MMA includes a number of administrative and operational reforms, as well. For example, regulatory reform provisions require the establishment of overpayment recovery plans in case of hardship; prohibit contractors from using extrapolation to determine overpayment amounts except under specific circumstances; describe the rights of providers when under audit by Medicare contractors; require the establishment of standard methodology to use when selecting a probe sample of claims for review; and prohibit a supplier or provider from paying a penalty resulting from adherence to guidelines. In addition, MMA allows physicians to reassign payment for Medicare services to entities with which the physicians have an independent contractor arrangement. Under the new law, final regulations are to be published within three years, and all measures of a regulation are to be published as a proposed rule before final publication.

Also under the law, as Secretary, I will be permitted to introduce greater competitiveness and flexibility to the Medicare contracting process by removing the distinction between Part A and Part B contractors, allowing the renewal of contracts annually for up to five years, limiting contractor liability, and providing incentive payments to improve contractor performance. These changes will enhance HHS efficiency and effectiveness in program operations.

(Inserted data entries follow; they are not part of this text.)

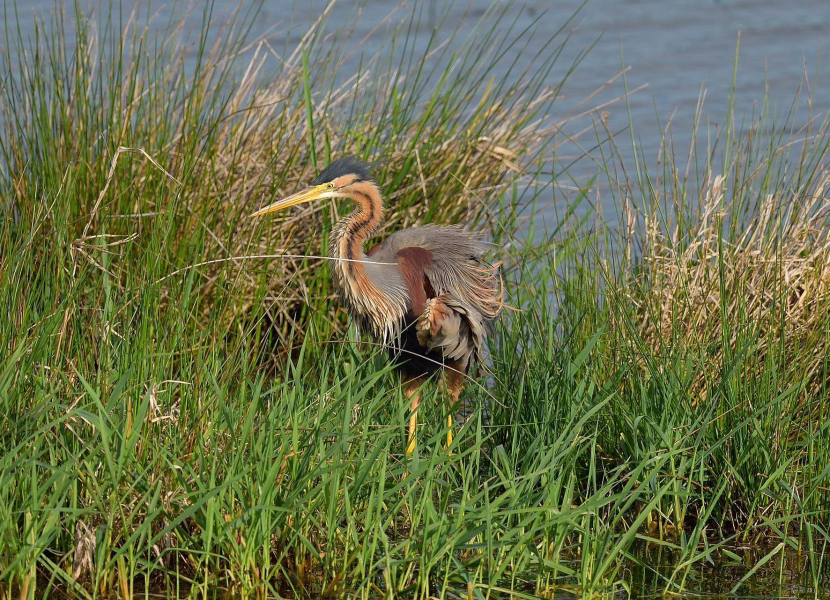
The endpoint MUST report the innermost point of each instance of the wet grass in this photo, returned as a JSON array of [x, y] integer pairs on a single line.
[[186, 410]]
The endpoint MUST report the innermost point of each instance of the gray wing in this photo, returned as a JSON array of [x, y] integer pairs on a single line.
[[453, 292]]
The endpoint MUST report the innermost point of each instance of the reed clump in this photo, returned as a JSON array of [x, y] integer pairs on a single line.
[[768, 286], [186, 413]]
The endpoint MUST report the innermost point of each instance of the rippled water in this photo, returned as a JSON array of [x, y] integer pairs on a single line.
[[676, 48]]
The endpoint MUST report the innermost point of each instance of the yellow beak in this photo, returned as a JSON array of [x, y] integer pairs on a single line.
[[307, 195]]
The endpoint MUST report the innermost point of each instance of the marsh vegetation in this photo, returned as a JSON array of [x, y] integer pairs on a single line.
[[186, 410]]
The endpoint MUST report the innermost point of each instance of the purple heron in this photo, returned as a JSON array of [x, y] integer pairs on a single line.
[[424, 292]]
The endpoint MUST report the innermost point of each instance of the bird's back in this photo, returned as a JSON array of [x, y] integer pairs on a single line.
[[455, 264]]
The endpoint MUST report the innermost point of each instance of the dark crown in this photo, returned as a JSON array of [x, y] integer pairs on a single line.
[[348, 165]]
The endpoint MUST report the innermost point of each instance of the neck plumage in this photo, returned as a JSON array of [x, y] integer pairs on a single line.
[[352, 231], [355, 277]]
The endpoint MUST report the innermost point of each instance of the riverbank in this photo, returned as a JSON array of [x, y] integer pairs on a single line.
[[188, 410]]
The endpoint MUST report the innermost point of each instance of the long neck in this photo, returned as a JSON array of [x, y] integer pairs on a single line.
[[354, 229], [371, 300]]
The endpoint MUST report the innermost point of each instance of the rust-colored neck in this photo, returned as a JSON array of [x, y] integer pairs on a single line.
[[357, 227], [368, 299]]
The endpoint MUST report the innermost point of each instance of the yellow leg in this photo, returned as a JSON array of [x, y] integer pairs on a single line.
[[449, 433], [412, 438], [412, 390], [454, 380]]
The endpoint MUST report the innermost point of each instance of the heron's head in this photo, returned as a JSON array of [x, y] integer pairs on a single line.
[[336, 181]]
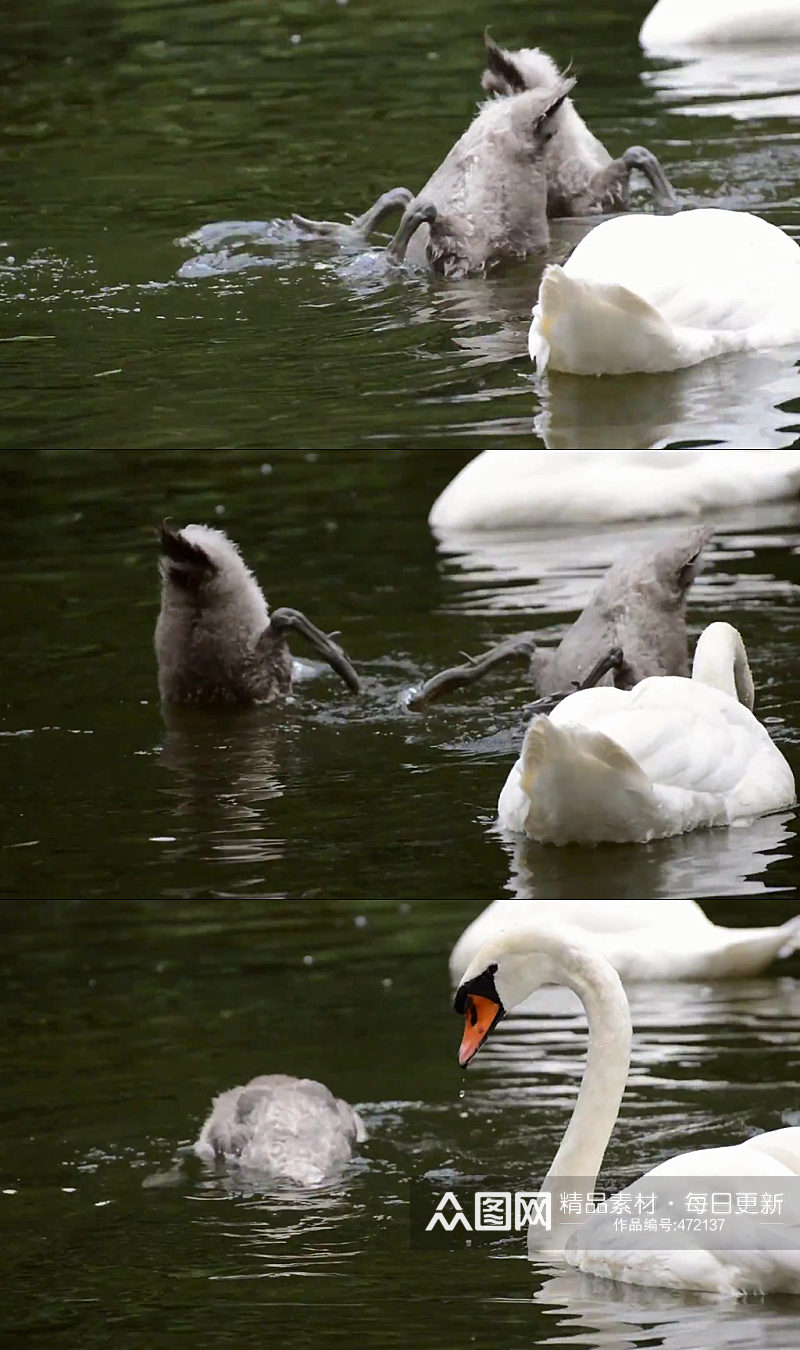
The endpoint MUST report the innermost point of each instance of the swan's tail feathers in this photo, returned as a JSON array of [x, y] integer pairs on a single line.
[[791, 933], [513, 72], [598, 328], [569, 745], [544, 126], [582, 786]]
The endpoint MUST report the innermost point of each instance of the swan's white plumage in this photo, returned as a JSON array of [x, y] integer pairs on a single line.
[[285, 1127], [511, 489], [644, 940], [698, 22], [757, 1258], [668, 756], [653, 293]]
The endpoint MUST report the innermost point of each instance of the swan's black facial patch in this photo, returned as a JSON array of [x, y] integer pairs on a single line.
[[178, 550], [482, 984], [507, 77]]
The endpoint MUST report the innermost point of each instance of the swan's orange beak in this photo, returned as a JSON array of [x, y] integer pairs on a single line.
[[480, 1015]]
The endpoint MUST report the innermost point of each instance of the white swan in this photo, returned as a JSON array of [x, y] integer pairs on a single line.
[[652, 293], [292, 1129], [668, 756], [698, 22], [644, 940], [502, 976], [513, 489]]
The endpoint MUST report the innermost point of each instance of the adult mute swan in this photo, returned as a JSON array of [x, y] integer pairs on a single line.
[[644, 940], [502, 976], [292, 1129], [215, 639], [514, 489], [668, 756], [673, 23], [652, 293]]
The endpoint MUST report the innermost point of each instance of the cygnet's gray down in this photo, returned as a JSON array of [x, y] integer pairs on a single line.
[[525, 157], [215, 639], [289, 1129], [582, 176], [634, 625], [638, 608], [487, 199]]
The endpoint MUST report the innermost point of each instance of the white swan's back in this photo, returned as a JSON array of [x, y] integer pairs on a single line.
[[511, 489], [673, 23], [652, 293], [668, 756], [285, 1127]]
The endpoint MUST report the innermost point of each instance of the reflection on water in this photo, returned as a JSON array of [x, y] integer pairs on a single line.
[[220, 772], [603, 1315], [700, 405], [545, 570], [719, 861]]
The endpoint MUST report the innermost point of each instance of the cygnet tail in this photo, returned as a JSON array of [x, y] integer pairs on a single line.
[[598, 328], [583, 787]]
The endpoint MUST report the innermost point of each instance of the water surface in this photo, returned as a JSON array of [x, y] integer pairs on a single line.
[[194, 901], [159, 296]]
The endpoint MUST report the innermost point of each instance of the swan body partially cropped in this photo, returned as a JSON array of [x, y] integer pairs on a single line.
[[653, 293], [644, 940], [285, 1127], [673, 23], [216, 641], [668, 756], [758, 1258], [513, 489]]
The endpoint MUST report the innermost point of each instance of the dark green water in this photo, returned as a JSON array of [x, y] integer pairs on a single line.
[[189, 905], [128, 126]]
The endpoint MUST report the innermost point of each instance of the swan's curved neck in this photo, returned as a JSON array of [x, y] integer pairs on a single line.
[[599, 988], [721, 660]]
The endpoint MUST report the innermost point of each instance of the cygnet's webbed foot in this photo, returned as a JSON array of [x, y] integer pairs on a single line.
[[474, 668], [397, 199], [416, 213], [613, 660], [645, 161], [292, 621]]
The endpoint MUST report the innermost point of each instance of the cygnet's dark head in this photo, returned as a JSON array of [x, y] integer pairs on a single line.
[[212, 614]]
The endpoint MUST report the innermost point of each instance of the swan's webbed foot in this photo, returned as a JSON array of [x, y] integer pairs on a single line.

Regarding Medicare appeals, MMA changes the process for fee-for-service Medicare by requiring the Social Security Administration and HHS to develop and implement a plan for shifting the appeals function from SSA to HHS by October 1, 2005. MMA also changes the requirements for the presentation of evidence. This also will enhance the efficiency and effectiveness of the operation of the Medicare program.

Medicare and Medicaid Estimates

Historically, HHS and the Congressional Budget Office (CBO) have provided differing estimates of Medicare and Medicaid spending. It is not uncommon for different assumptions underlying the respective estimates to produce differences in cost projections. This year's new estimates include the changes resulting from enactment of MMA.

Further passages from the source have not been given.